Sometimes that’s how I feel very often.
Basically if I was to summarize my life in a few words I would describe it like this: “It is luck-based.” I never used to think like this because I was just lost in the world, oblivious to most things going on around me. However in the last 2-3 years since I did my gap year after college and have come to university I feel like luck is something that is very much something that lurks around me and chooses how things go down. Some say that you can make your own luck and at one point I thought that was true but there are times where I’ve tried to make life work in my favour only for things to fail.
If I were to put it into percentages I’d say my life is about 30% luck and 70% unlucky. Most times I’m in the shit before I have a small portion of good times. My luck is very erratic and applies to many different things in life. On this blog I’ve already voiced my views on love and how questionable that is, but I also have that kind of thing going on with friendship, finding work, education, my finances and the list continues. Basically its a bit of a mess haha.

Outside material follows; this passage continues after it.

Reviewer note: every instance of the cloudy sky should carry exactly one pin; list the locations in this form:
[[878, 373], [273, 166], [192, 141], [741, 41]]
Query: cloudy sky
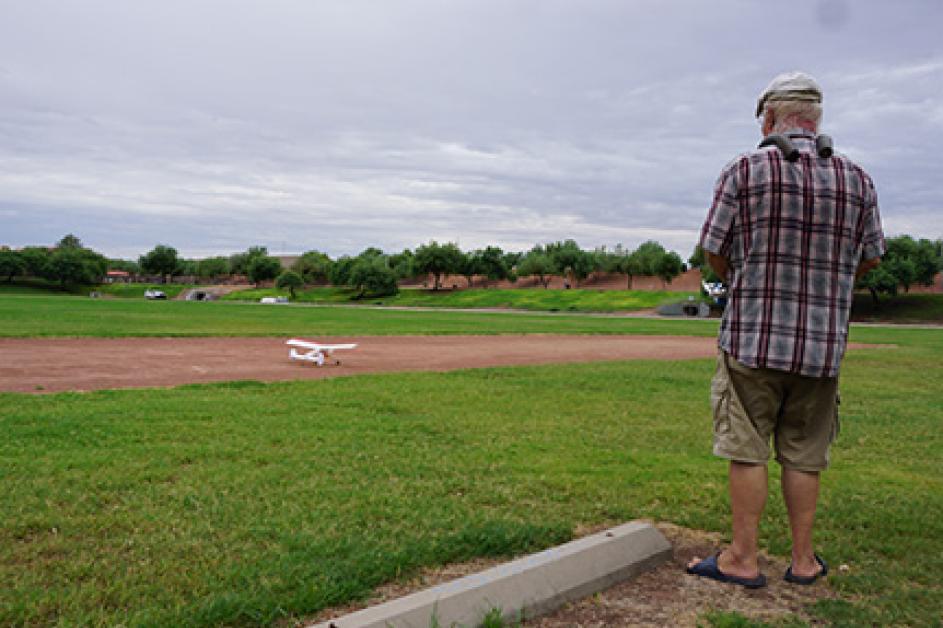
[[340, 124]]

I tend to lie about most of this situations when they get complicated and it varies from situation to situation as to how these things get resolved. Some just fade away or other times I get absurdly lucky and miracle will happen. Sometimes I wonder if I’ll ever be in control of this luck-based life of mine, I can only assume things will change in time, though I’m very impatient haha. In the end I try to live by this philosophy in the image below:
Today was one of those days where I hoped something would turn out differently than the way it did, but it ended up exactly how I’ve experience before. I dunno why it’s on my mind this much but it is and makes me head spin. I assume after a few hours and loads of listening to music I’ll be back to the stupidly happy-go-lucky version of myself haha.